PMSと生理痛について診て欲しい、というご質問を最近よく頂きます。
PMS、数年前までは、患者さんに疾患の概念から説明が必要でした、が、最近では、患者さんから、「PMSですが」と持ちかけられます。それだけ一般化しつつある言葉です。
以前は月経前緊張症、最近では月経前症候群、と呼ばれます。
特徴的なのは、月経開始の前、1週間くらいに起こる様々な症状が、毎周期の月経前に起こることです。反対に、症状は特徴的ではなく、十人十色、と言っても過言ではありません。
例えば、腹痛、頭痛、乳房痛、と言った痛み、吐き気、下痢、便秘など消化器症状(胃腸症状)、いらいら、うつ、反対にハイテンションになったり、の精神症状、他にもこれ、と決まったものはありません。ただ、繰り返しますが、毎周期決まって同じような症状に悩まされるのです。
様々な原因が挙げられますが、一番の原因は、ホルモンバランスだろう、とされ、治療法も様々です。ピルがよく効くことも、ホルモンバランスが原因であることの裏付けになります。
治療法の第一は、対症療法。痛みには、適切な鎮痛剤、消化器症状には、整腸剤や胃薬、下剤を使います。精神症状に抗不安剤や抗うつ剤を処方することもありますが、第一選択としては抵抗を感じる方もあるでしょう。
第二には、根本的な治療法、と言っても、原因がはっきりしていないので、これも色々あり、以前から行われていたのが、利尿剤。最近では、ピル、特にOC(低用量ピル)が多く処方され、漢方薬やSSRIといった抗うつ剤も用いられます。
患者さん個人個人で効果が異なるため、効果がみられるまで、治療法を変えていくこともあります。
PMSの場合、原疾患、つまり子宮や卵巣に異常がなく、排卵障害もない方に起こりますが、一方の生理痛、意味を拡げると月経困難症の場合、原疾患があることがあります。
月経困難症、も、子宮や卵巣周囲の痛み、腰痛から、PMSにみられるような様々な症状を含みます。
原疾患として、子宮内膜症は余りにも有名。他には子宮筋腫などがあります。
子宮口(子宮の出口、腟に通じる部分)が狭く、経血(生理の血)が子宮から出ていかない方もみられます。

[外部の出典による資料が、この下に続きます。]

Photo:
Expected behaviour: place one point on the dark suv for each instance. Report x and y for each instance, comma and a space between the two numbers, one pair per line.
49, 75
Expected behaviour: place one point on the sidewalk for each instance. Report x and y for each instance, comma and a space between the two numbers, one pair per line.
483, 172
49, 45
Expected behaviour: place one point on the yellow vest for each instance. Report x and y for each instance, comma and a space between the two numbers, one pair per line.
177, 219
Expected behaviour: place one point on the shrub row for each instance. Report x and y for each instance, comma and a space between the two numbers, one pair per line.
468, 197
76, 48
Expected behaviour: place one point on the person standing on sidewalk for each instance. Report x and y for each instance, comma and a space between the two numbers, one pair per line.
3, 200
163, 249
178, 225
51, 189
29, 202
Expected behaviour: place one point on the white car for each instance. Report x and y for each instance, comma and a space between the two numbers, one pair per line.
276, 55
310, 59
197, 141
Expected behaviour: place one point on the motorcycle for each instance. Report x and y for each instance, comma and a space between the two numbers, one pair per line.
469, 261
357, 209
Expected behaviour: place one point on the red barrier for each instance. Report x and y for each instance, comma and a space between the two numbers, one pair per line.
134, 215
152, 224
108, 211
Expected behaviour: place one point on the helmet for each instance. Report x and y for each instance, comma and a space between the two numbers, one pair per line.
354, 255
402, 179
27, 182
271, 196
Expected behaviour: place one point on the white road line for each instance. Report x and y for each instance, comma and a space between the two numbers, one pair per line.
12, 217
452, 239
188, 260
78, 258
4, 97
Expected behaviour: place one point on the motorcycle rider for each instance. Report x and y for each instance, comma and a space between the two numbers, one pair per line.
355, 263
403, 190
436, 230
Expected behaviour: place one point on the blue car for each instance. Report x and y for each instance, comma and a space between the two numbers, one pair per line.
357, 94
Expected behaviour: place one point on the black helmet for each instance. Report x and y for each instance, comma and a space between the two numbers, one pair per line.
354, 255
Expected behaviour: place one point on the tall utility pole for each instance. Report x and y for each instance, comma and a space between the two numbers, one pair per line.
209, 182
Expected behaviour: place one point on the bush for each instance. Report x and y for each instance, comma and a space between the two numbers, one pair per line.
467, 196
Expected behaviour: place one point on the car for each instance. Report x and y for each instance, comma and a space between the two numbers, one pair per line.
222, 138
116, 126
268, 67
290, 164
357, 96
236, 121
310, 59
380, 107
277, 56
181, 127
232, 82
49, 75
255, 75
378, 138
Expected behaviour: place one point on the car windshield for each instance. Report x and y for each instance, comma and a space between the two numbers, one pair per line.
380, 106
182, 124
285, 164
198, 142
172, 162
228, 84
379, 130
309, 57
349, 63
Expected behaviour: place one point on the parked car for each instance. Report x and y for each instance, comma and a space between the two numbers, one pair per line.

月経困難症の場合、こういった病気をまずは内診、超音波などによって否定する必要があります。「生理痛」=「子宮内膜症」では決してないのです。
原疾患が見つかった場合では、その病気を治療することも一つの選択ですが、手術や薬物療法があります。しかし、病気が余り重くなかったり、妊娠の希望がない場合など、患者さんの状況に応じて、治療法の選択が異なってきます。
勿論、痛みに対して、適切な鎮痛剤を服用する(対症療法)ことも、立派な選択肢の一つです。
また、PMSと同様に、OCを服用することで、本来、避妊目的であるOCが、生理痛を驚くほど改善できることが多いです。これを副作用、ではなく、副効用、と呼びます。
その他、漢方、SSRIもPMSと同様に、効果がみられる患者さんも多く、これらを変えても治療効果がみられない場合、偽閉経療法や手術療法が行われることもありますが、原疾患がない方で、これらの治療を行うことは余り多くありません。ただ、治療の選択肢としています。
当クリニックの医師、桜井明弘、桜井加那子ともに、PMS、生理痛の相談をお受けできます。むしろ、積極的に治療に当たっており、専門、と言っていいかも知れません。
当クリニックの診療は、「産婦人科一般」と「生殖医療(不妊治療)」を2本の柱としていますが、「産婦人科一般」の中には、こういったトラブルの相談も含まれているのです。